Earlier this week reports began circulating online that rising R&B star Frank Ocean had recorded love songs about men on his hugely-anticipated debut album Channel Orange. Most fans dismissed the rumours or simply put the references down to storytelling - they reasoned that he was simply singing the songs from a woman's perspective. The reputable urban music blogs ignored the story altogether until the talented 24-year-old posted a letter on Tumblr, admitting that his first love was a man. It's only a slight exaggeration to say that the Odd Future collaborator's announcement shook the music world to its core. Which is kind of strange. Gay pop stars are everywhere these days - so why is Frank Ocean's decision to come out so important and newsworthy?
With all due respect to the flag-flying gays doing their thing in the music business, the vast majority cater to relatively niche markets (Jónsi, Rufus Wainwright, RuPaul and Sam Sparro) or came out well into an already successful career (George Michael, Ricky Martin and Darren Hayes). Adam Lambert is the only gay singer of note to really wear his sexuality as a badge from the very beginning. But pop fans have always been comparatively gay-friendly and he had the most successful TV show in the world to help introduce him to the masses. Frank, on the other hand, works in a section of the music industry where it's still completely acceptable - and commonplace - to call someone a fag and drop homophobic remarks. The urban music scene celebrates hyper-masculinity with all that talk about bitches and hoes. Frank just turned the whole genre upside down and inside out. And he's not an unknown. The velvet-voiced crooner has been hailed as the next big thing. He won almost universal critical acclaim for his mixtape and has collaborated with hip hop heavyweights like Kanye West, Jay Z and Beyoncé.
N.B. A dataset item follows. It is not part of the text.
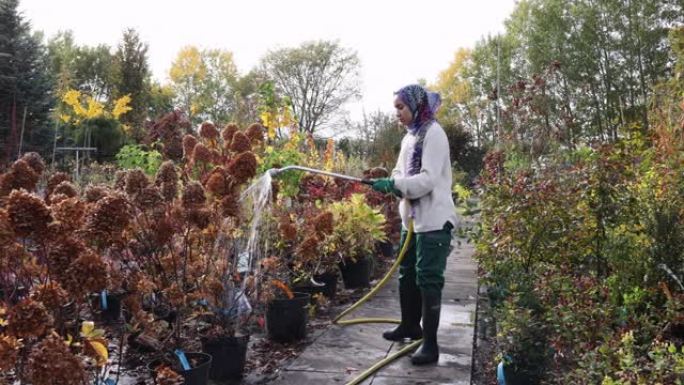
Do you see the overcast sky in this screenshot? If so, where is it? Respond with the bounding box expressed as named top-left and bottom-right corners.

This is a man that sang about fucking his girl long and good on "Novacane" - so it's no surprise that his coming out has been a complete mind fuck for some fans. And yet, the overwhelming response has been positive. Artists like Rita Ora, Trina and Tyler, The Creator praised his honesty, most haters shrugged off the news after a couple of days and a herd of curious gays jumped on iTunes to check out his amazing music (I suggest starting with "Swim Good" - below - or the epic 10 minute triumph "Pyramids"). Beyoncé even penned a tribute to him on her website. The response gives me hope that the world is actually changing. Frank's bravery has inspired me more than I ever imagined and I'm more excited than ever to hear Channel Orange. If it's half as good as the buzz singles, we're in for one of the best albums of 2012.